This oven baked 3-ingredient old fashioned goulash is straight out of my late aunt’s handwritten recipe box—the kind of card that’s yellowed at the edges and splattered with tomato stains. It’s the exact goulash she used to bring to every church potluck and family birthday, baked in the same clear glass dish and scooped out with a big metal spoon. There’s nothing fancy here: just ground beef, elbow macaroni, and canned tomato sauce, baked together until the pasta is tender and the sauce is thick and cozy. It’s the kind of simple, no-fuss comfort food you throw together on a busy weeknight and everyone somehow goes back for seconds.
Serve this goulash straight from the baking dish with a big spoon, family-style. It’s great with a simple green salad or steamed green beans to balance the richness, and a slice of buttered white bread or garlic Texas toast for dipping into the tomatoey sauce. If you like a little contrast, add a side of tangy dill pickles or a small bowl of cottage cheese, just like my aunt did. It also reheats well for lunches the next day, so don’t be afraid to make the full pan even if you’re cooking for a smaller household.
Oven Baked 3-Ingredient Old Fashioned Goulash
Servings: 6

Ingredients
1 pound ground beef (80–90% lean)
3 cups dry elbow macaroni (about 12 ounces)
2 cans (15 ounces each) tomato sauce
1 teaspoon kosher salt (optional, to taste)
1/2 teaspoon black pepper (optional, to taste)
Nonstick cooking spray or a little oil for greasing the baking dish
Directions
Preheat your oven to 350°F (175°C). Lightly grease a 9x13-inch glass baking dish with nonstick spray or a thin layer of oil. This helps keep the goulash from sticking and makes cleanup easier.
Bring a large pot of salted water to a boil. Add the elbow macaroni and cook for about 2 minutes less than the package directions for al dente. You want the pasta undercooked since it will finish softening in the oven. Drain well and set aside.
While the pasta cooks, heat a large skillet over medium-high heat. Add the ground beef and cook, breaking it up with a spoon, until it’s no longer pink and just starting to brown, about 6–8 minutes. If there is a lot of grease in the pan, carefully spoon off some of the excess, leaving a little for flavor.

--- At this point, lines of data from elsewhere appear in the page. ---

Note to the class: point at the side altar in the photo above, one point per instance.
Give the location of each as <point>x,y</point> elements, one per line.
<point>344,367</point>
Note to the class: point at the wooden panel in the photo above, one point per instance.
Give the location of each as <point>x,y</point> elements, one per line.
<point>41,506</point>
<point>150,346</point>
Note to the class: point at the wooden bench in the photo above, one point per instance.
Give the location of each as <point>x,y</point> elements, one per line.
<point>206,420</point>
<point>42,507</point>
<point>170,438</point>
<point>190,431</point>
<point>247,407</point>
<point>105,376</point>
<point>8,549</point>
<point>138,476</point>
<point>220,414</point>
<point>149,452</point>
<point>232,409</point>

Turn the heat down to low and pour the tomato sauce into the skillet with the cooked beef. Stir to combine. Season with salt and black pepper if using, tasting and adjusting as needed. Let the sauce bubble gently for 2–3 minutes so the flavors come together.
Add the drained, slightly undercooked elbow macaroni to the skillet and gently stir until every piece of pasta is coated in the tomato beef sauce. The mixture will look a bit loose, which is perfect—it will thicken as it bakes.
Pour the goulash mixture into the prepared 9x13 glass baking dish, spreading it out evenly with a spoon. Use the back of the spoon to nudge sauce into the corners so nothing dries out.
Cover the baking dish tightly with foil to keep the moisture in and prevent the top from drying. Place the dish on the middle rack of the oven and bake for 25–30 minutes, or until the sauce is bubbling around the edges and the macaroni is very tender.
Carefully remove the dish from the oven and peel back the foil away from you to avoid steam. Give the goulash a gentle stir to bring some of the saucy bottom up to the top. Let it sit for 5–10 minutes to thicken slightly before serving.
To serve, scoop the goulash straight from the glass baking dish with a large spoon. You should see tender elbow macaroni coated in a rich, old fashioned tomato beef sauce—exactly like the kind that shows up in family photo albums and potluck memories.
Variations & Tips
To keep this true to that old recipe box vibe, the base is just ground beef, macaroni, and tomato sauce, but you can still make small tweaks. If you like a little more flavor, add 1 teaspoon of dried Italian seasoning or a pinch of garlic powder and onion powder to the sauce while it simmers. For a slightly richer dish, stir in a small handful of shredded cheddar or mozzarella on top during the last 5–10 minutes of baking. To stretch the meal for a crowd, add up to an extra cup of cooked macaroni and a splash more tomato sauce or a bit of water so it doesn’t dry out. If you need to lighten it up, you can swap in lean ground beef or ground turkey, but be sure to season well since leaner meat can taste a bit flat. For make-ahead prep, you can assemble the goulash up to the point of baking, cover tightly, and refrigerate for up to 24 hours; add an extra 5–10 minutes of bake time if you’re starting from cold. Food safety tips: always cook ground beef until it’s no longer pink and reaches 160°F (71°C) internally, and drain off excess grease to prevent splattering. Don’t leave the finished goulash out at room temperature for more than 2 hours; cool leftovers, then store them covered in the fridge for up to 3–4 days, reheating until piping hot before serving.